On July 4th, 2012 I sat down at Bremen Teater in Copenhagen, where Mew played their first live show since the now legendary Opera gigs in 2010. It was a small intimate show (when speaking of Mew on Danish ground) and was meant as a “warm-up” gig for their performance at Roskilde Festival three days later.

I was proper excited as nobody really knew where Mew were in the process of making the new record, and it had been two years after all. I expected quite a lot of new material. Well, as time has shown Mew weren’t quite as far in the process as I thought, but we did get two new songs that evening. Klassen and then Boy, which this article is all about.

A stereo-pinging hard synth started sounding from the speakers and Mew went onto the stage for the first time in years. This was new material, and oh boy – it gave me the shivers. Boy was in a lot of ways a return towards the sound and mood of And the Glass Handed Kites. It had the funky rhythm of Special with Bastian Juel and Silas Graae running the show, while Bo Madsen operates in between the beat with his stellar high notes. At the same time it contains the grandiosity of Saviours of Jazz Ballet or An Envoy To the Open Fields pushing Jonas Bjerre’s voice towards its full power.

boy_bremen

Due to extreme secrecy regarding the upcoming Roskilde Festival show three days later, photo taking was not allowed at the Bremen show, so only some YouTube videos exist.

The structure of the song is the kind that Mew do really well. It’s always giving the impression of being a pop-song with a regular verse/chorus orientation, but it’s really not. I remember the intro (which is not to be found online anywhere) as being quite stark and it’s not repeated for the rest of the song, while the song ends in its most calm state with synth pads and Jonas quietly finishing off his lyrics. Speaking of the lyrics: the intro line “Shut up, boy” must be just one of two occurrences of cursing I can recall besides the first version of She Came Home For Christmas where Jonas sings “he fucks her”.

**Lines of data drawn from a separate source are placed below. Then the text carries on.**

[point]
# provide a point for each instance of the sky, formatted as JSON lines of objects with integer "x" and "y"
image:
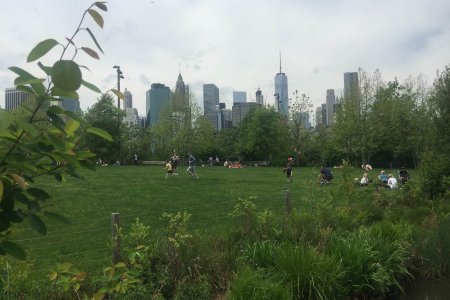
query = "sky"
{"x": 235, "y": 44}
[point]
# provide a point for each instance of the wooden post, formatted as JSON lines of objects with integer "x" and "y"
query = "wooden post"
{"x": 287, "y": 199}
{"x": 115, "y": 237}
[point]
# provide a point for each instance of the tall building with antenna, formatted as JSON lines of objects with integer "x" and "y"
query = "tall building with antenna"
{"x": 281, "y": 92}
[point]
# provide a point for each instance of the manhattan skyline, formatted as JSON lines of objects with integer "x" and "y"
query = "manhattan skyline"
{"x": 235, "y": 45}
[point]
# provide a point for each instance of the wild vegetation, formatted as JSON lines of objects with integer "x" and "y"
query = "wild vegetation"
{"x": 225, "y": 235}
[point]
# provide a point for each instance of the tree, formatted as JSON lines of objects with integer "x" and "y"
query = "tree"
{"x": 105, "y": 115}
{"x": 43, "y": 139}
{"x": 299, "y": 110}
{"x": 265, "y": 135}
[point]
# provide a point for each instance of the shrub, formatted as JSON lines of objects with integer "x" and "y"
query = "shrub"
{"x": 249, "y": 284}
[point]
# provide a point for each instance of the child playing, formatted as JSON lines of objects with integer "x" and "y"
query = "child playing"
{"x": 168, "y": 168}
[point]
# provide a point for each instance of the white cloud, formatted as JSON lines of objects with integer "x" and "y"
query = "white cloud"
{"x": 235, "y": 44}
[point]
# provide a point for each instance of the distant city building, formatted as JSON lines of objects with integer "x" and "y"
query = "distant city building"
{"x": 323, "y": 114}
{"x": 239, "y": 97}
{"x": 181, "y": 107}
{"x": 281, "y": 92}
{"x": 259, "y": 97}
{"x": 304, "y": 119}
{"x": 318, "y": 116}
{"x": 71, "y": 104}
{"x": 240, "y": 110}
{"x": 128, "y": 102}
{"x": 156, "y": 98}
{"x": 14, "y": 98}
{"x": 131, "y": 117}
{"x": 210, "y": 98}
{"x": 351, "y": 85}
{"x": 330, "y": 102}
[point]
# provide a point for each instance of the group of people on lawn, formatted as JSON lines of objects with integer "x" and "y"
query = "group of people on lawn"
{"x": 325, "y": 175}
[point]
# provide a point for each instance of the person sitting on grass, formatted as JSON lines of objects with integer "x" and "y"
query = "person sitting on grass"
{"x": 403, "y": 175}
{"x": 392, "y": 182}
{"x": 383, "y": 177}
{"x": 168, "y": 168}
{"x": 325, "y": 175}
{"x": 288, "y": 169}
{"x": 364, "y": 180}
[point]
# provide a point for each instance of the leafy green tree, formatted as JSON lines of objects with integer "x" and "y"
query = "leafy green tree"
{"x": 42, "y": 140}
{"x": 105, "y": 115}
{"x": 265, "y": 135}
{"x": 299, "y": 110}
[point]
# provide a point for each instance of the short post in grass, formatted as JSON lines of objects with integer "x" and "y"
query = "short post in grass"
{"x": 115, "y": 237}
{"x": 287, "y": 199}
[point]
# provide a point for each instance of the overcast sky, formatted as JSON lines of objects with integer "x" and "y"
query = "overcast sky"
{"x": 234, "y": 44}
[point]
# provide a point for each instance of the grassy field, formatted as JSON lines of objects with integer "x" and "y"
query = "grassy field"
{"x": 143, "y": 192}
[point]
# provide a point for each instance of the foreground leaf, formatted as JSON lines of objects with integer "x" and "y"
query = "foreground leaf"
{"x": 41, "y": 49}
{"x": 100, "y": 132}
{"x": 13, "y": 249}
{"x": 66, "y": 75}
{"x": 97, "y": 17}
{"x": 37, "y": 224}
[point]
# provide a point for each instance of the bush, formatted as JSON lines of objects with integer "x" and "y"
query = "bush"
{"x": 249, "y": 284}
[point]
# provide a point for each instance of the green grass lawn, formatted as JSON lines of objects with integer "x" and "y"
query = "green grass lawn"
{"x": 143, "y": 192}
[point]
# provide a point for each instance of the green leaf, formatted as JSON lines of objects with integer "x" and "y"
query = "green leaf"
{"x": 57, "y": 217}
{"x": 76, "y": 117}
{"x": 63, "y": 93}
{"x": 56, "y": 109}
{"x": 41, "y": 49}
{"x": 101, "y": 5}
{"x": 46, "y": 69}
{"x": 58, "y": 177}
{"x": 38, "y": 193}
{"x": 23, "y": 80}
{"x": 97, "y": 17}
{"x": 6, "y": 118}
{"x": 21, "y": 72}
{"x": 22, "y": 124}
{"x": 100, "y": 132}
{"x": 56, "y": 121}
{"x": 66, "y": 75}
{"x": 13, "y": 249}
{"x": 118, "y": 94}
{"x": 26, "y": 89}
{"x": 71, "y": 127}
{"x": 90, "y": 52}
{"x": 91, "y": 86}
{"x": 37, "y": 224}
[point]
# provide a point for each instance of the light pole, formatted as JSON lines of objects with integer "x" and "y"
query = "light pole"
{"x": 119, "y": 76}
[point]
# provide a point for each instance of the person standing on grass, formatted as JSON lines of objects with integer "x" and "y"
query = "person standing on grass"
{"x": 174, "y": 163}
{"x": 288, "y": 169}
{"x": 191, "y": 168}
{"x": 168, "y": 168}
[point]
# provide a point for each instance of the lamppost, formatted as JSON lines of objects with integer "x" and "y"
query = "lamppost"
{"x": 119, "y": 76}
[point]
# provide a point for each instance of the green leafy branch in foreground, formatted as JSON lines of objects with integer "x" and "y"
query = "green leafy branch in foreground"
{"x": 41, "y": 138}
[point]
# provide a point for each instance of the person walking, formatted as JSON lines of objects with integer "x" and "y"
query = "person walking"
{"x": 174, "y": 163}
{"x": 191, "y": 168}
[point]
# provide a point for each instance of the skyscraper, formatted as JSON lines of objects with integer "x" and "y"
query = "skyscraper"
{"x": 210, "y": 98}
{"x": 239, "y": 97}
{"x": 330, "y": 101}
{"x": 259, "y": 97}
{"x": 156, "y": 98}
{"x": 181, "y": 108}
{"x": 70, "y": 104}
{"x": 351, "y": 85}
{"x": 281, "y": 92}
{"x": 240, "y": 110}
{"x": 14, "y": 98}
{"x": 128, "y": 103}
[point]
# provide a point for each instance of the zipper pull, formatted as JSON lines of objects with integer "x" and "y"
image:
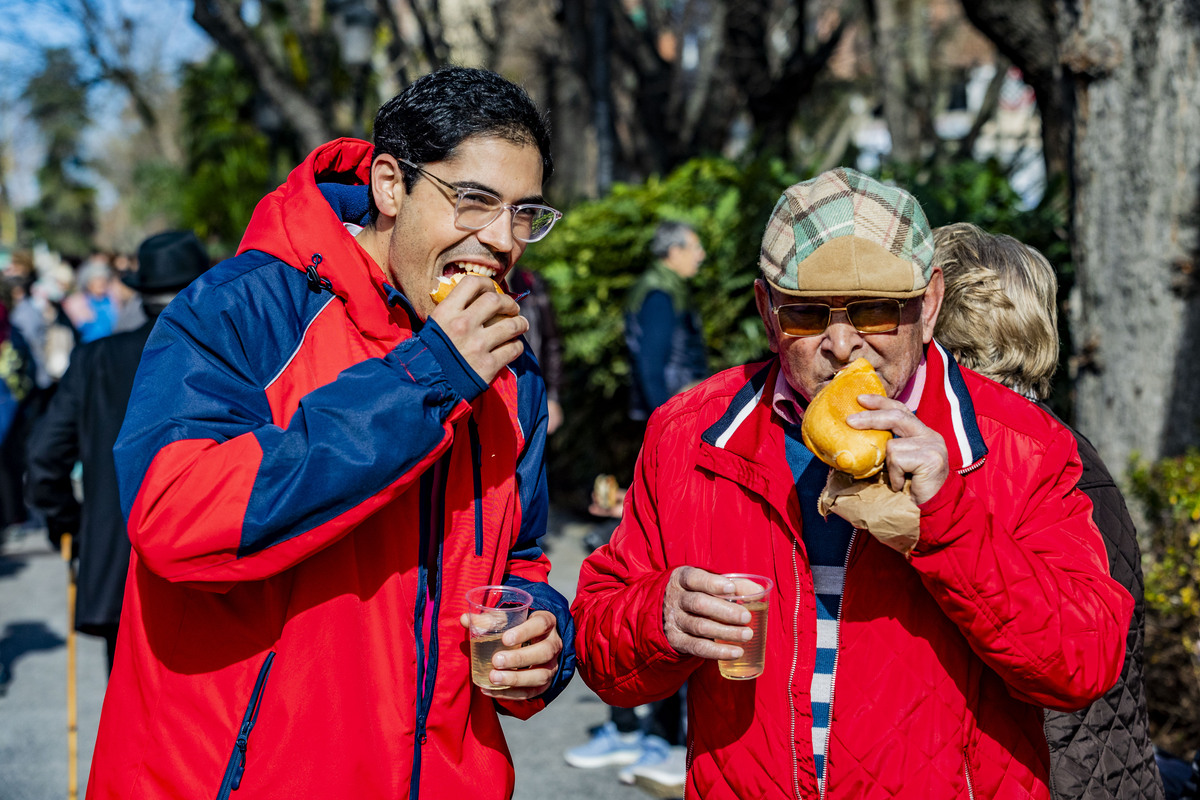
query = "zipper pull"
{"x": 316, "y": 282}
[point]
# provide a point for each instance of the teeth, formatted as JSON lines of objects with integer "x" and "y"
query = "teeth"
{"x": 477, "y": 269}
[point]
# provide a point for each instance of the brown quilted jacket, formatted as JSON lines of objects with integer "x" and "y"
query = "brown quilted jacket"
{"x": 1104, "y": 751}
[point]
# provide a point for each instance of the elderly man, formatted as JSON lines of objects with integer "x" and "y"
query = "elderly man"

Another fun fact is that Boy actually had visuals from its very first live play. An owl, which might already have been around since 2009, was rocking its head from side to side following the beat. Jonas has often tried to tell how much time the animations actually take to make, so it was a surprise that Boy even had one. Though, one might argue that it was simple compared to the time it must have taken him to make the animations for White Lips Kissed or Comforting Sounds and especially Louise Louisa which at the time (at least) had been his most time-consuming effort.

While it’d be very wrong to say that No More Stories is a happy record as such, it’s still quite more uplifting than And the Glass Handed Kites. A hypothesis after the Bremen show could have been that Mew were taking a notch back in mood direction towards Kites, which made me quite happy on that particular evening. It’d be naïve of me to claim that the hypothesis would hold water today though. Bo stating on several occasions that the new album is like a collection of children – each with its own personality and Making Friends would be the major argument against such a thought.

So what is the future of Boy then? I have my doubts that the track exists in the same way today as it did back in 2012. I believe Boy might have played the same role as Do You Love It? when its intro was performed back at BeatDay and two other shows in 2007. I think they’ve both been acting as a kind of catalyst for the creating of a new record. It has probably helped pushing Mew in new directions they are constantly searching for, but the fact that they haven’t been playing it at last Summer’s shows might give a hint that it’s not making it onto the record. Maybe we will see a new recorded version of it someday as was also the case with Do You Love It?, but with Mew you never really know. What we do know is that the band has written a few different versions of this song, but for now Frengers will have to do with a couple of bad YouTube recordings and their memory of the song.

By the years I’ve learned to love all the speculation and expectation building when waiting for Mew’s new albums. I guess it’s a developed defense tactic, because the wait is really long, but Mew should always know that somebody is waiting for them – me included.